Il ne faut pas oublier cependant que le christianisme n’est pas une religion où on exalte la souffrance, ou on aime l’exposer pour la regarder. Je pense à ces images ou ces crucifix d’autrefois où des âmes pieuses ajoutaient du sang autant qu’elles pouvaient. Bien au contraire, c’est parce que Dieu désire que nous soyons des êtres vivants, que la douleur et la mort ne trouvent aucune justification dans les Évangiles. Jésus dit: “Je suis venue pour qu’ils aient la vie, et la vie en abondance”. A ceux qui voudraient y voir la punition d’une faute, Jésus répond que les gens, victimes d’une tragédie n’étaient pas plus pécheurs que les autres. On se souvient de l’épisode où une tour en construction s’était effondrée entraînant la mort de beaucoup d’ouvriers: on lui avait demandé: Est-ce là une punition parce que ces gens étaient mauvais?
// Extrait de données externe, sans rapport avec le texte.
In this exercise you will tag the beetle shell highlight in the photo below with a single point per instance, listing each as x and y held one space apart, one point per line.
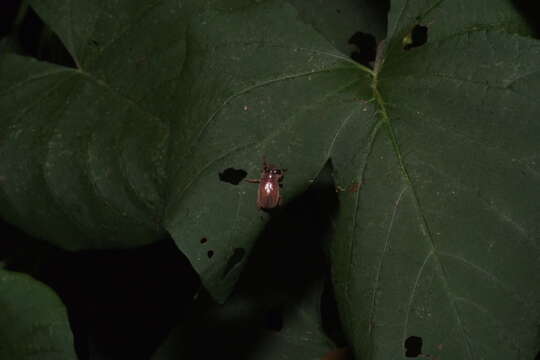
268 195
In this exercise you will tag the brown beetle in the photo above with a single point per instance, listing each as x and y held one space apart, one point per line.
268 196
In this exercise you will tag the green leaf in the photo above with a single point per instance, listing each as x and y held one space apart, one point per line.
33 320
167 96
441 241
338 20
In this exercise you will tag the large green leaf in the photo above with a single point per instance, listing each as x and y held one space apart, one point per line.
166 97
441 241
33 320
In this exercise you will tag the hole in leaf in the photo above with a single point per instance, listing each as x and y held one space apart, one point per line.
273 319
417 37
367 48
232 176
236 257
413 346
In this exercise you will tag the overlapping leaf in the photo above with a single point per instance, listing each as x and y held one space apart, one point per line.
437 149
167 96
441 240
33 321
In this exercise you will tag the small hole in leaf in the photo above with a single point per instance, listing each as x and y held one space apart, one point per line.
413 346
232 176
273 320
235 258
416 38
367 48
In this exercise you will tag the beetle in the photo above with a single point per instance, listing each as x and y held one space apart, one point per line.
268 196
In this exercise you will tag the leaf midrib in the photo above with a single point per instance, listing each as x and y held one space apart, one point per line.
385 119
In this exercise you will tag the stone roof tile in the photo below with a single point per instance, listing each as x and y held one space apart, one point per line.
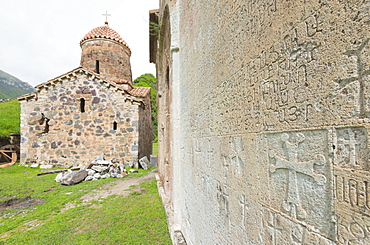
104 32
140 91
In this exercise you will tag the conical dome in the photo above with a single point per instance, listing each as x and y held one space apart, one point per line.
105 52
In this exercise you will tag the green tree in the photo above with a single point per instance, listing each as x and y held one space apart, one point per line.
149 80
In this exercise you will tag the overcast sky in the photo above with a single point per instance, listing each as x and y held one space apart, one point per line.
39 39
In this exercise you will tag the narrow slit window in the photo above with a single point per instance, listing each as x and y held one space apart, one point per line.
82 105
97 66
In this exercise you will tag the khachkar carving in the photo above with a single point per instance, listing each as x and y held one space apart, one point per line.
351 148
294 167
361 77
279 229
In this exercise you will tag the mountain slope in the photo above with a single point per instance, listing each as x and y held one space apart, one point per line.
12 87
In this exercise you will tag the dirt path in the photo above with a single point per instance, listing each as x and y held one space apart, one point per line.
119 187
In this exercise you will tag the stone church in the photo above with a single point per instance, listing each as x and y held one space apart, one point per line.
264 120
89 111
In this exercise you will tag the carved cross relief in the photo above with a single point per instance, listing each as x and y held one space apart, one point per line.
295 167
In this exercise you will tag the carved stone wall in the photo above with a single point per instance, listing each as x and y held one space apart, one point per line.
274 116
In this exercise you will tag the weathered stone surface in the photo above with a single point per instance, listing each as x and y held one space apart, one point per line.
264 120
88 178
153 161
99 168
144 163
73 177
59 177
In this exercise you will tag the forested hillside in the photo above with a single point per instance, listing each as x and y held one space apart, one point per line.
11 87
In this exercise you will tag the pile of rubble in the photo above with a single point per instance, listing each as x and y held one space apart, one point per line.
98 169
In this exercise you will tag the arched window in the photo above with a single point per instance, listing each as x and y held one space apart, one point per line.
82 105
97 66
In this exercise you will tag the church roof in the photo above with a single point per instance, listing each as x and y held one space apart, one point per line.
140 91
104 32
74 72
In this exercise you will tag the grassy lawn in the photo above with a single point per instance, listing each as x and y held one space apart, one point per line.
9 118
155 149
138 218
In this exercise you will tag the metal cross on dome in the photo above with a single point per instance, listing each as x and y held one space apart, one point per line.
106 16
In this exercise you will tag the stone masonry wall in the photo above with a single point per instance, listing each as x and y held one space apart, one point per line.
75 137
145 128
273 130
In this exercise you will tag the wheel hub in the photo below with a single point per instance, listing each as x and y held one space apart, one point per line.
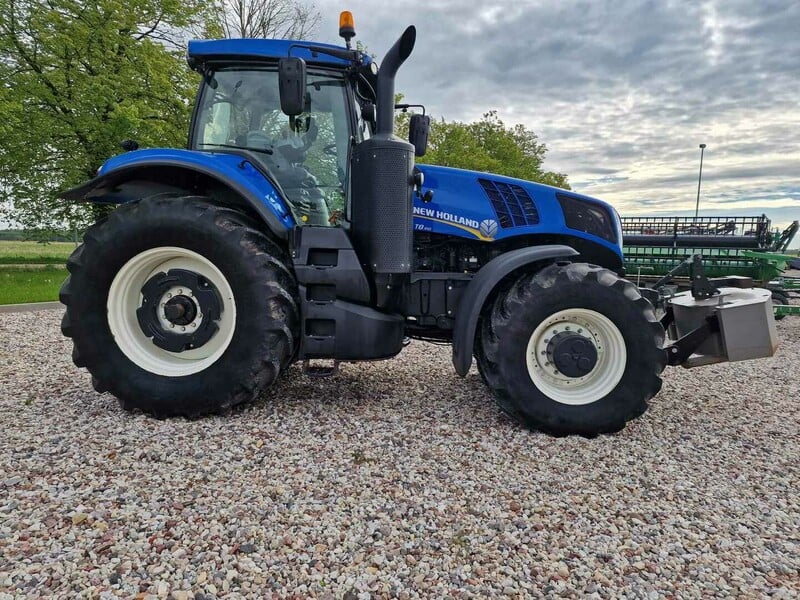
572 354
179 310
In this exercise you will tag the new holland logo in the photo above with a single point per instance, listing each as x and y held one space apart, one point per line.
488 227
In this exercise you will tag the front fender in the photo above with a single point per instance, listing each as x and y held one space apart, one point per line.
482 285
165 167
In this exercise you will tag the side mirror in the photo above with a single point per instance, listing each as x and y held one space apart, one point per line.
292 85
418 129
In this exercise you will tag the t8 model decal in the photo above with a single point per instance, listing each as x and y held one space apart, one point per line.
483 230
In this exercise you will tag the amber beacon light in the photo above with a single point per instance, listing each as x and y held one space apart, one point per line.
347 27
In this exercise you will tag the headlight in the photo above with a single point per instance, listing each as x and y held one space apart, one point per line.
588 217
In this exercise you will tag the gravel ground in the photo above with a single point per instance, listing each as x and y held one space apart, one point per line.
395 479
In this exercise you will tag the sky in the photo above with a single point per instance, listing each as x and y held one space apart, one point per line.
622 93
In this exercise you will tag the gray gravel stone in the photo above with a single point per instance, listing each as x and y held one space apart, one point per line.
394 479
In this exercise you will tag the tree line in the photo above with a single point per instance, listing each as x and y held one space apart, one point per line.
78 77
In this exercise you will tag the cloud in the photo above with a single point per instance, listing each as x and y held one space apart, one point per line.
622 93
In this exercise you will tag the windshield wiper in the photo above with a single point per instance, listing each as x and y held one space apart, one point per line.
251 148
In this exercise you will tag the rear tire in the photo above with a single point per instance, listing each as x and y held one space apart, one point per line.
619 373
233 333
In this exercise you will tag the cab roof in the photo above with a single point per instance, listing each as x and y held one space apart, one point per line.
201 51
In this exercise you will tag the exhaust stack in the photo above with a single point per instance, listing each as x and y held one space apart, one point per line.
395 57
381 186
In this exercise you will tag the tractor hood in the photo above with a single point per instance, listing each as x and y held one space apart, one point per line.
488 207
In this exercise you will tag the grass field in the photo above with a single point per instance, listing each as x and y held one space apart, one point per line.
33 253
20 283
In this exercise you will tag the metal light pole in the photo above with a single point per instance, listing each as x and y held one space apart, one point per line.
699 179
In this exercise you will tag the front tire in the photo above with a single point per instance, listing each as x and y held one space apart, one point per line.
180 307
572 349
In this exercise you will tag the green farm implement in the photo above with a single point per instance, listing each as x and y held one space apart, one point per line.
730 246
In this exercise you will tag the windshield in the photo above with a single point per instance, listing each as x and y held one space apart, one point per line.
307 155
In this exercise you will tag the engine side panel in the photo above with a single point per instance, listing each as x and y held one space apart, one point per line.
461 207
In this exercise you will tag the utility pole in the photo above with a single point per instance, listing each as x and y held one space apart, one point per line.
699 179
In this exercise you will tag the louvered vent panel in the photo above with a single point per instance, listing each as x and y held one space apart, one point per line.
512 204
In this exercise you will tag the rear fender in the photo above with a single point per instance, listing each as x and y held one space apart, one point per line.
481 287
235 177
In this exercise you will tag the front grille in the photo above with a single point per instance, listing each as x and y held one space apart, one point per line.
512 204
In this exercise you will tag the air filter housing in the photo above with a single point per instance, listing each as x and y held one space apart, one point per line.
381 204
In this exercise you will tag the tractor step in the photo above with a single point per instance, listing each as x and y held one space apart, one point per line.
320 368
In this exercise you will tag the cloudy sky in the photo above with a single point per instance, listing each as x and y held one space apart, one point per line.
621 92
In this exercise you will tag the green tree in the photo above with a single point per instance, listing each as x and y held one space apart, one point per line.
487 145
76 78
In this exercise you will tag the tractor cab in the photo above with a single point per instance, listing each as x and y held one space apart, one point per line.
306 155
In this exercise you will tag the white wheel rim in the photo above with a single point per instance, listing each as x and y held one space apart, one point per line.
125 297
597 383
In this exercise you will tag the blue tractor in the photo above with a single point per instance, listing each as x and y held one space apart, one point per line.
296 227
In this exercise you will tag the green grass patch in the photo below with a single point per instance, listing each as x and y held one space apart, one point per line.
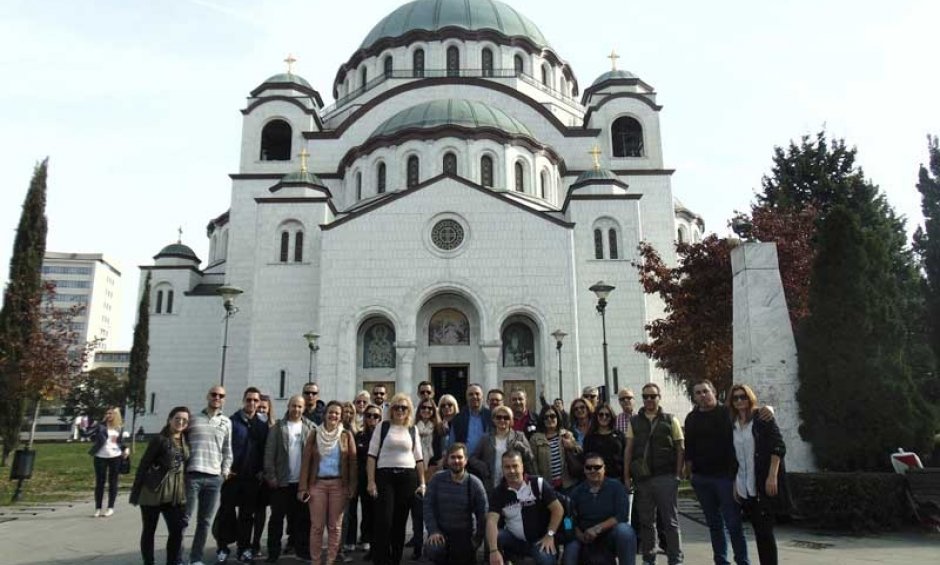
63 472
Aujourd’hui on pourrait demander: est-ce que le Sida, la grippe H1N1 est une punition du bon Dieu. Jésus dit non. Il n’explique pas la souffrance comme tenterait un philosophe: il l’affronte courageusement car il croit que Dieu est le Dieu de la vie et que la mort n’aura pas le dernier mot.

Ce chemin, Jésus ne le présente pas comme un chemin de destruction, mais comme l’unique moyen de porter du fruit, un chemin de gloire. C’est toujours présent dans son enseignement, de différentes manières. Cette idée selon laquelle celui/celle qui accepte de se départir de sa vie, la gagnera. Les paraboles dont sont enjolivées les évangiles sont remplis de ces formules. Celui qui accepte de mourir vivra! Mais ce passage vers la vie véritable signifie quand même pour nous un déchirement, une brisure, une cassure qui engendrent un grand malaise, un sentiment de vide.
Jésus ne méprise pas notre peur, il ne la minimise pas. En acceptant de la traverser, c’est comme s’il nous prenait par la main, nous serrait dans ses bras pour nous faire passer des eaux sombres de la mort vers la lumière. Seuls, nous serions incapables de nous jeter à l’eau, de désirer accoster sur l’autre rive. C’est pourquoi il est passé le premier, pour que nous puissions le suivre, à notre tour, nous attirant tous vers Lui!

Nous sommes réunis dans cette église pour nous souvenir de nos défunts, principalement des personnes qui nous ont quittés au cours de la dernière année. Notre foi chrétienne nous assure qu’elles sont dans la vie et la paix de Dieu, et qu’elles ont franchi le passage que Jésus a ouvert pour nous.

Profitons de cette messe pour faire monter dans nos coeurs le visage de ces personnes et dire merci à Dieu de les accueillir près de Lui!